EU/3/13/1216: Orphan designation for the treatment of progressive familial intrahepatic cholestasis

Progressive familial intrahepatic cholestasis is an inherited condition that causes progressive liver disease, which normally leads to liver failure. In progressive familial intrahepatic cholestasis, bile acids, essential components of bile (a fluid produced by the liver which helps digestion), build up in liver cells, becoming toxic to the liver and causing cirrhosis (scarring). Symptoms usually begin in infancy and include severe itching, jaundice (yellowing of the skin and eyes), delayed growth, pancreatitis (inflammation of the pancreas) and bleeding inside the stomach or the gut. At later stages, high blood pressure in the vein that supplies blood to the liver and liver failure will appear.

Progressive familial intrahepatic cholestasis is a long-term debilitating and life-threatening condition because, when the disease progresses, it may lead to liver cirrhosis and liver failure, and may increase the risk of liver cancer.

At the time of designation, progressive familial intrahepatic cholestasis affected not more than 0.2 in 10,000 people in the European Union (EU).

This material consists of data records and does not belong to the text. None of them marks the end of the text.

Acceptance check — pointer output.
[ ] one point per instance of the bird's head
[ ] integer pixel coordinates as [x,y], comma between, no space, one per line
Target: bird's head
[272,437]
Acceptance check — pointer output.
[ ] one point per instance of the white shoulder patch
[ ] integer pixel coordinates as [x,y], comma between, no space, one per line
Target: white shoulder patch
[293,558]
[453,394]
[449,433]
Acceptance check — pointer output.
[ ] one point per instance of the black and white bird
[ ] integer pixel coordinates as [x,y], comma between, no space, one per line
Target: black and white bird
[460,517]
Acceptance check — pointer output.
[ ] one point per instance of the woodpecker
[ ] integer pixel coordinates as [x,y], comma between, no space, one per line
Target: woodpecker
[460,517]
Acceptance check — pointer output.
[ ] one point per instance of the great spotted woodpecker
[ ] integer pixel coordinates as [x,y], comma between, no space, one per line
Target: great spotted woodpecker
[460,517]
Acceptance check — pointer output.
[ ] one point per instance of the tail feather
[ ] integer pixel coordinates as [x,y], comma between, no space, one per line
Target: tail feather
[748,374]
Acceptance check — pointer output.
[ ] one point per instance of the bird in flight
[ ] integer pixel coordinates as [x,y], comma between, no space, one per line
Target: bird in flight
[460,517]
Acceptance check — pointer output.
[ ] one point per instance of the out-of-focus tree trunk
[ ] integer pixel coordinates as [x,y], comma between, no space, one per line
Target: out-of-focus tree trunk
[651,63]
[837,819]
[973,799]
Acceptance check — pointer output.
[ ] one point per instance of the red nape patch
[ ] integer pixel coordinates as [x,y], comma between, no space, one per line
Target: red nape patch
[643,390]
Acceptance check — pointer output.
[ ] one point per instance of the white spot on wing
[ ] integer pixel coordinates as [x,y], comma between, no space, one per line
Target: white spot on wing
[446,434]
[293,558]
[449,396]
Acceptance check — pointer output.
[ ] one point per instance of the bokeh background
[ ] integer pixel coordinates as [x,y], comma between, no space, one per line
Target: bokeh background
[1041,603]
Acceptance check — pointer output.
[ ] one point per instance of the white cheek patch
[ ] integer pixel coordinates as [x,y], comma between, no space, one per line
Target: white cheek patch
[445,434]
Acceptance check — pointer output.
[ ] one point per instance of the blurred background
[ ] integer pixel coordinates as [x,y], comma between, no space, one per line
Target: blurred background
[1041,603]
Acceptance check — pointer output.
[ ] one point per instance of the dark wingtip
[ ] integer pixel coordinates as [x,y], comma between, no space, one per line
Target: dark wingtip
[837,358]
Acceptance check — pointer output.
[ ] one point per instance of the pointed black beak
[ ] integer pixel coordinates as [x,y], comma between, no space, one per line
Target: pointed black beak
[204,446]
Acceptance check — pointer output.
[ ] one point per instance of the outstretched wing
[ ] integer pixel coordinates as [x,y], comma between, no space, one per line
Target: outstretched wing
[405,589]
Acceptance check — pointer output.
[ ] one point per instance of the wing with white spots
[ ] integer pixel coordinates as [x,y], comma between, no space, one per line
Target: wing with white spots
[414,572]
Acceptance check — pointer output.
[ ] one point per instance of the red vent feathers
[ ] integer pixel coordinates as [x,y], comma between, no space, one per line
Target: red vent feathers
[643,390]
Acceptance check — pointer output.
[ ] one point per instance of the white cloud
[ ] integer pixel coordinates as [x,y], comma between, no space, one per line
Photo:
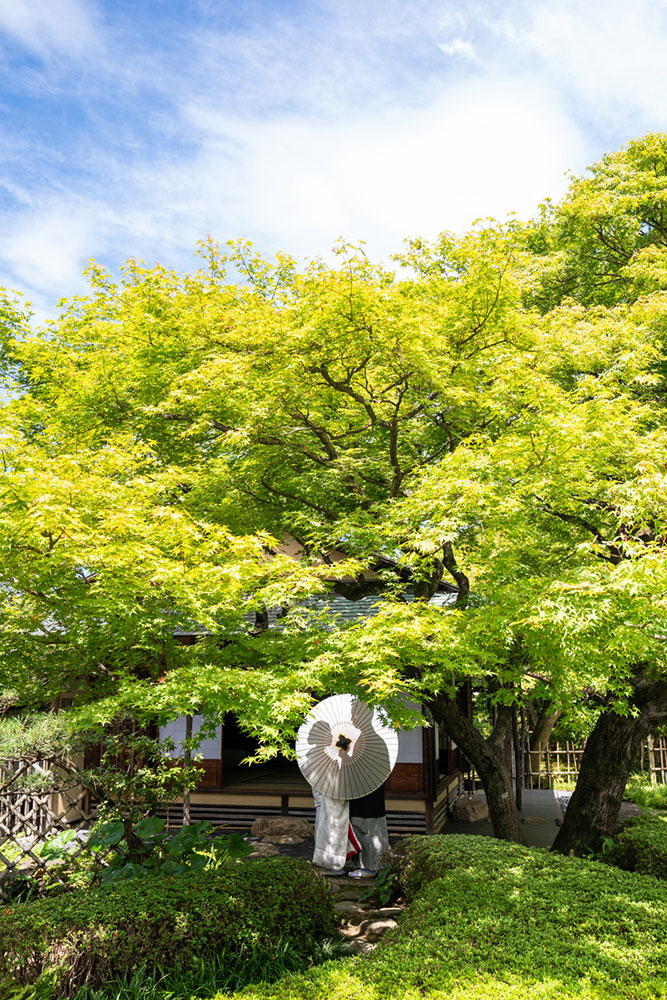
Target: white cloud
[482,148]
[608,55]
[45,26]
[458,47]
[375,122]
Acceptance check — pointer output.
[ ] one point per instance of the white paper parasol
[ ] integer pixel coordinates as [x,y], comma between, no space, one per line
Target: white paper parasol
[344,749]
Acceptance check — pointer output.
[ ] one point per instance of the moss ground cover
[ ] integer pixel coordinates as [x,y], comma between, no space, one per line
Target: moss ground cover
[489,920]
[86,938]
[641,845]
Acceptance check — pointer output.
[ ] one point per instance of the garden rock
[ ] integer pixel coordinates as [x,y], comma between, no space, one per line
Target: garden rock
[348,906]
[264,851]
[359,947]
[470,810]
[377,929]
[281,826]
[280,838]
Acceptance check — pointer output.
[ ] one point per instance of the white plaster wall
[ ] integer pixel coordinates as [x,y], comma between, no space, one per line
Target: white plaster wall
[209,748]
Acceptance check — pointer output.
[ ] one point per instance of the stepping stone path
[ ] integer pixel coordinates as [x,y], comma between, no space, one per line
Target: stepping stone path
[363,924]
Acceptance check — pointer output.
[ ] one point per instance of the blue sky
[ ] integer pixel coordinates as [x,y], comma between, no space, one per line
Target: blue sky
[134,128]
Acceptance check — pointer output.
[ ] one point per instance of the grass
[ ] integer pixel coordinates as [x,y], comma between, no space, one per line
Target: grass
[494,921]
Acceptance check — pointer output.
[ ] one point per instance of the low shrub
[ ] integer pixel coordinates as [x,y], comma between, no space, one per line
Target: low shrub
[641,846]
[644,793]
[495,921]
[87,938]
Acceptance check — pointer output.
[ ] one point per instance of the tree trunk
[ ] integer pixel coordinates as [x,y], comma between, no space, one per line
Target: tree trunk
[593,811]
[491,761]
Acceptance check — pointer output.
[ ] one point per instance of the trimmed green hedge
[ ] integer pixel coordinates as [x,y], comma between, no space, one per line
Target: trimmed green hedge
[89,937]
[641,846]
[489,920]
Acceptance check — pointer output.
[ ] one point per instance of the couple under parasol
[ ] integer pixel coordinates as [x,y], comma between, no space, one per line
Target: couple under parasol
[346,753]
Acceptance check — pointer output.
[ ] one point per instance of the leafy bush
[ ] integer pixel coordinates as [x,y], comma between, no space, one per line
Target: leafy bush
[495,921]
[87,938]
[645,794]
[155,852]
[641,846]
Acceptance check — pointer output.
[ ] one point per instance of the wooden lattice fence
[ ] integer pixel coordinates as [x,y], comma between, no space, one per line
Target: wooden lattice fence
[39,800]
[559,763]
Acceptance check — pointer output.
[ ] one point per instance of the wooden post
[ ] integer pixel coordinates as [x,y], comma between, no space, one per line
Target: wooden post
[187,756]
[651,760]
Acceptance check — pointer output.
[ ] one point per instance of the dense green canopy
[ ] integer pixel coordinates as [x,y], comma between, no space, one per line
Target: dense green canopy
[490,413]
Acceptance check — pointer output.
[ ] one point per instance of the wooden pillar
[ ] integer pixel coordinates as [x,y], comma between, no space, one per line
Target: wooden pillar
[187,755]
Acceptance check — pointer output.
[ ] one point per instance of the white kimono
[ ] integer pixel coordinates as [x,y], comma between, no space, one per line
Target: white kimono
[334,841]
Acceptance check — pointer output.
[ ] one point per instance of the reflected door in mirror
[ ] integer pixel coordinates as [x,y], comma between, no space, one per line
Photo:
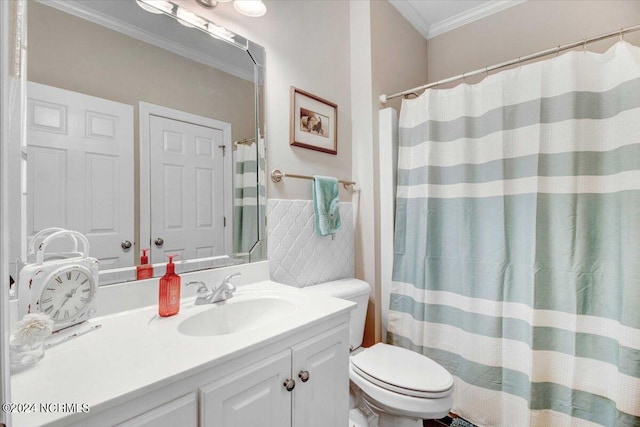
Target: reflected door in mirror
[80,169]
[187,189]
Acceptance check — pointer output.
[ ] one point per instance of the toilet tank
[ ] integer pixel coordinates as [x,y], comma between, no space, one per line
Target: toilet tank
[354,290]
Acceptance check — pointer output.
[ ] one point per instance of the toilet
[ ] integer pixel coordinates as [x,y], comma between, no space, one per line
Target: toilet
[390,386]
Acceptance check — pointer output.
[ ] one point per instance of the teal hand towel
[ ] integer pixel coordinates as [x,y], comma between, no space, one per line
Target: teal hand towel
[326,201]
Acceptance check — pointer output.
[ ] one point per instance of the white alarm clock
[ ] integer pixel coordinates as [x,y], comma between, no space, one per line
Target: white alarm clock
[63,285]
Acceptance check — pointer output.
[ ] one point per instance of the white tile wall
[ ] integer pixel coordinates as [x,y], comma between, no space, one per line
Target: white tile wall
[297,255]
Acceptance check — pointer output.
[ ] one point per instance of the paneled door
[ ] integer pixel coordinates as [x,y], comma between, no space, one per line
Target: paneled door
[187,188]
[80,170]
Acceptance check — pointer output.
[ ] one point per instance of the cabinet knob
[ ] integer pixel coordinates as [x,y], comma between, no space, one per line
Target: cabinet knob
[304,376]
[289,384]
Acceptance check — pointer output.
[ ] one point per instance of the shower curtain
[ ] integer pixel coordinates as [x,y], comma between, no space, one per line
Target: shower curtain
[246,198]
[517,245]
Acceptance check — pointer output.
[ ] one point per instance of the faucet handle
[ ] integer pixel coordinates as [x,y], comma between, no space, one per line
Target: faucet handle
[202,288]
[227,281]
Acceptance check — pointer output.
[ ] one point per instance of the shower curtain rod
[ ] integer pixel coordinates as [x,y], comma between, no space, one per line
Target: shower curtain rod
[621,32]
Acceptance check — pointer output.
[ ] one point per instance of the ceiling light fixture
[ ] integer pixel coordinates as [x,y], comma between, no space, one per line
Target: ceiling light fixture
[253,8]
[156,6]
[190,19]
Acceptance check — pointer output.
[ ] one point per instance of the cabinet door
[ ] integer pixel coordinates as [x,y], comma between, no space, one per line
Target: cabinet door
[323,399]
[254,396]
[180,412]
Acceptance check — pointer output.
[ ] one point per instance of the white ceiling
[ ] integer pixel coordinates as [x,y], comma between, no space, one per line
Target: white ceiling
[434,17]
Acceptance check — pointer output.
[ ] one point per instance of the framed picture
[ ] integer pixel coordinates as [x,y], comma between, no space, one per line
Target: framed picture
[314,122]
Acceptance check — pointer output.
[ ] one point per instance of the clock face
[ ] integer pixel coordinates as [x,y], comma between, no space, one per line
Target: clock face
[66,293]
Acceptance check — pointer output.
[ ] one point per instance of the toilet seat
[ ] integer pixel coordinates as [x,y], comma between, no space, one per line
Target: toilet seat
[402,371]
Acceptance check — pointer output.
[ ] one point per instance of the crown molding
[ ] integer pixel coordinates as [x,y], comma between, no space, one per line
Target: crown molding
[145,36]
[411,14]
[468,16]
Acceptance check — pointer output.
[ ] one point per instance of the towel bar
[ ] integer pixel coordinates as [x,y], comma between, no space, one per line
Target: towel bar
[277,175]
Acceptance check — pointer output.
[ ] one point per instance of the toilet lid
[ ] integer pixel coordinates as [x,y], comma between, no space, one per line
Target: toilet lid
[401,370]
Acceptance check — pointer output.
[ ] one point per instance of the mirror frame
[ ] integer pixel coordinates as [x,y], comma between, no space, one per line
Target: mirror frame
[257,55]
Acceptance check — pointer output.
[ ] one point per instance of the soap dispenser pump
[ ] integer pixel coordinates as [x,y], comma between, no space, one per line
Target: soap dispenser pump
[169,303]
[144,270]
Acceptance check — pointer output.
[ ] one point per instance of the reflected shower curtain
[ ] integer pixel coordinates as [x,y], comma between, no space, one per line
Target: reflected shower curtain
[517,246]
[246,198]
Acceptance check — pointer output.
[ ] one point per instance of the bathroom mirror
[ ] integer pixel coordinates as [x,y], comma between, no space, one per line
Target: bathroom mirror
[143,131]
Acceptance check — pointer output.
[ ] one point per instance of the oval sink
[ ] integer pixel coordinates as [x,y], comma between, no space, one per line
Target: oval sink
[233,316]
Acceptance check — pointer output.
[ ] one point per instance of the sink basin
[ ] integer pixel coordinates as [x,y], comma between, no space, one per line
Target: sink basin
[236,315]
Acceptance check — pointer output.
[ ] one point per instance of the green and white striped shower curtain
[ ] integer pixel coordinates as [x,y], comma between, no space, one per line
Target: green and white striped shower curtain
[517,246]
[249,194]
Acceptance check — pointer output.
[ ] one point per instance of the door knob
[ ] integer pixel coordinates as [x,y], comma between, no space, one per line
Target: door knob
[289,384]
[304,376]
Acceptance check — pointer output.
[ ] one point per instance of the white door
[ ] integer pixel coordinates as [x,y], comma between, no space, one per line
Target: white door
[187,189]
[80,169]
[320,368]
[251,397]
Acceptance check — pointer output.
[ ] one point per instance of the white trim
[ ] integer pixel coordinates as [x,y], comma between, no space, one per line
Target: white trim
[411,14]
[145,111]
[5,375]
[469,16]
[145,36]
[388,137]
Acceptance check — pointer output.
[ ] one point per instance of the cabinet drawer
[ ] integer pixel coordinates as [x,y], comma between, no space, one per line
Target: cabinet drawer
[254,396]
[180,412]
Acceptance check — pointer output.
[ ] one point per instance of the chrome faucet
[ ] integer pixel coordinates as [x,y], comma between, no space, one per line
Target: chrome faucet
[221,293]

This was equivalent to a total of not more than 10,000 people*, and is below the ceiling for orphan designation, which is 5 people in 10,000. This is based on the information provided by the sponsor and the knowledge of the Committee for Orphan Medicinal Products (COMP).

* Disclaimer: For the purpose of the designation, the number of patients affected by the condition is estimated and assessed on the basis of data from the European Union (EU 28), Norway, Iceland and Liechtenstein. This represents a population of 512,200,000 (Eurostat 2013).

At the time of orphan designation, no satisfactory treatments were authorised in the EU for progressive familial intrahepatic cholestasis. Several medicines were used to treat the itching. Patient with end-stage liver disease would undergo liver transplantation.

The medicine is expected to reduce the amount of bile acid in the liver. It is expected to do so by interfering with the process by which most bile acids in the intestines are recovered and delivered back to the liver through the blood.

This medicine is thought to act locally on the intestines, blocking certain channels called ileal bile acid transporters through which the bile acids leave the intestine to reach the blood vessels that carry them back to the liver. By blocking these channels, the medicine is expected to help reduce the amount of bile acids in the liver, thereby reducing the liver damage and itching seen in patients with progressive familial intrahepatic cholestasis.

At the time of submission of the application for orphan designation, the evaluation of the effects of the medicinal product in experimental models was ongoing.

At the time of submission, no clinical trials with the medicine in patients with progressive familial intrahepatic cholestasis had been started.

At the time of submission, the medicine was not authorised anywhere in the EU for progressive familial intrahepatic cholestasis or designated as an orphan medicinal product elsewhere for this condition.

In accordance with Regulation (EC) No 141/2000 of 16 December 1999, the COMP adopted a positive opinion on 6 November 2013 recommending the granting of this designation.

• the seriousness of the condition;
• the existence of alternative methods of diagnosis, prevention or treatment;
• either the rarity of the condition (affecting not more than 5 in 10,000 people in the EU) or insufficient returns on investment.

Designated orphan medicinal products are products that are still under investigation and are considered for orphan designation on the basis of potential activity. An orphan designation is not a marketing authorisation. As a consequence, demonstration of quality, safety and efficacy is necessary before a product can be granted a marketing authorisation.